In 2025, the Owens Art Gallery requested the loan of this painting for their exhibition, Art = Work, which featured the art of Mount Allison University alumnae. In order to show the painting at its best, its condition required some professional attention. Over more than a century and a half, time had taken its toll – the painting was obscured by a fine layer of dirt embedded in a yellowed varnish and visually distracting cracks in the paint layer.
Thanks to Jane Tisdale, Fine Arts Conservator at the Owens Art Gallery, this painting received careful treatment and is now in a state much closer to what the artist originally intended. To achieve this transformation, after appropriate examination and testing, the surface dirt was removed, as well as the dust on the back of the canvas.
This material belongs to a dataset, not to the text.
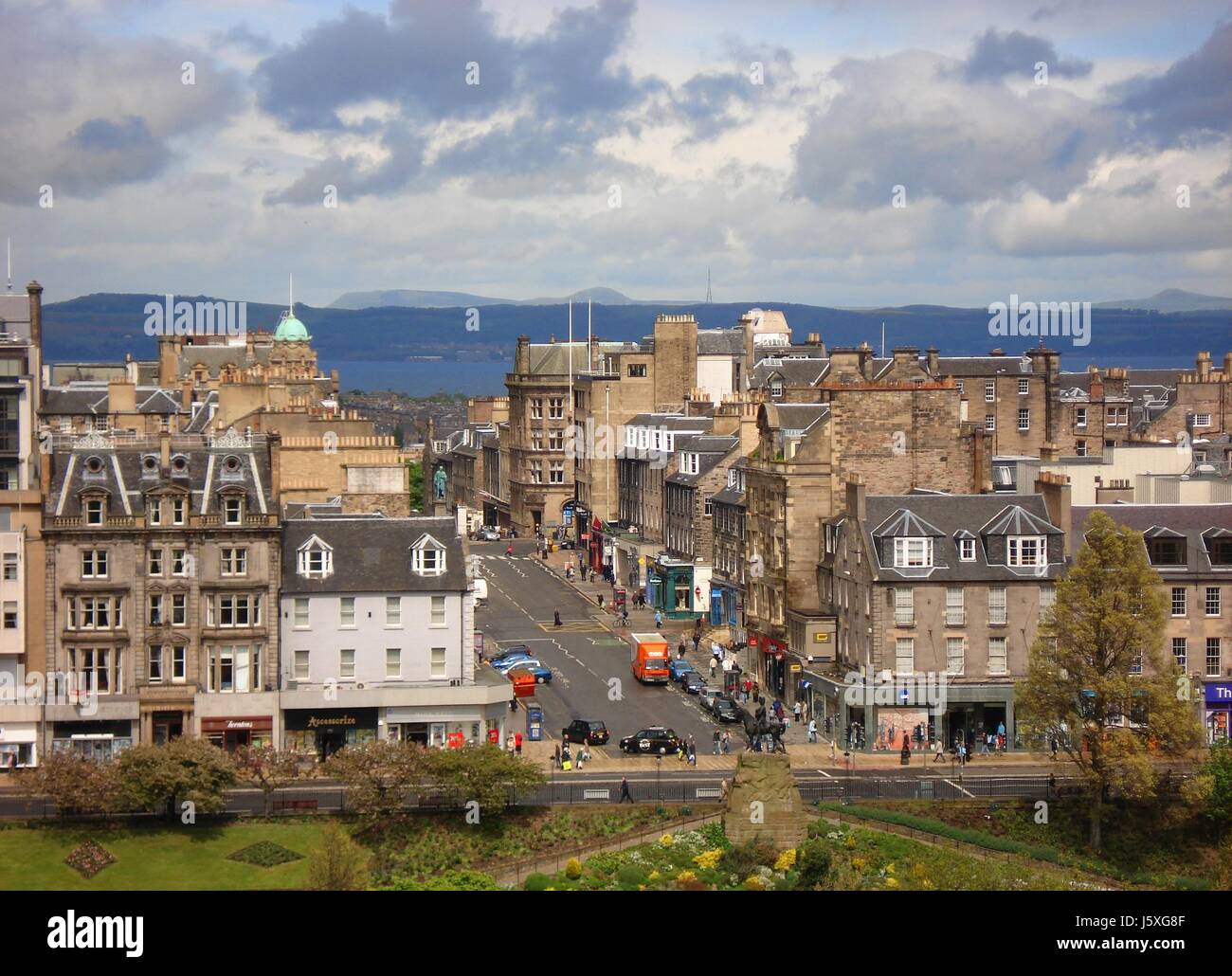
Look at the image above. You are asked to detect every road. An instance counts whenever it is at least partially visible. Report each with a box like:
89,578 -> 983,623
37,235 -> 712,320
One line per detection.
471,540 -> 719,754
The yellowed varnish was slowly removed and then careful inpainting of the damaged cracked paint was undertaken with dry pigment in resin.
Finally, a protective non-yellowing coating was applied to the surface and a backing board was attached on the reverse side when the painting was put back into the frame. To improve the appearance of the frame, some chipped and scratched areas were also inpainted with watercolour.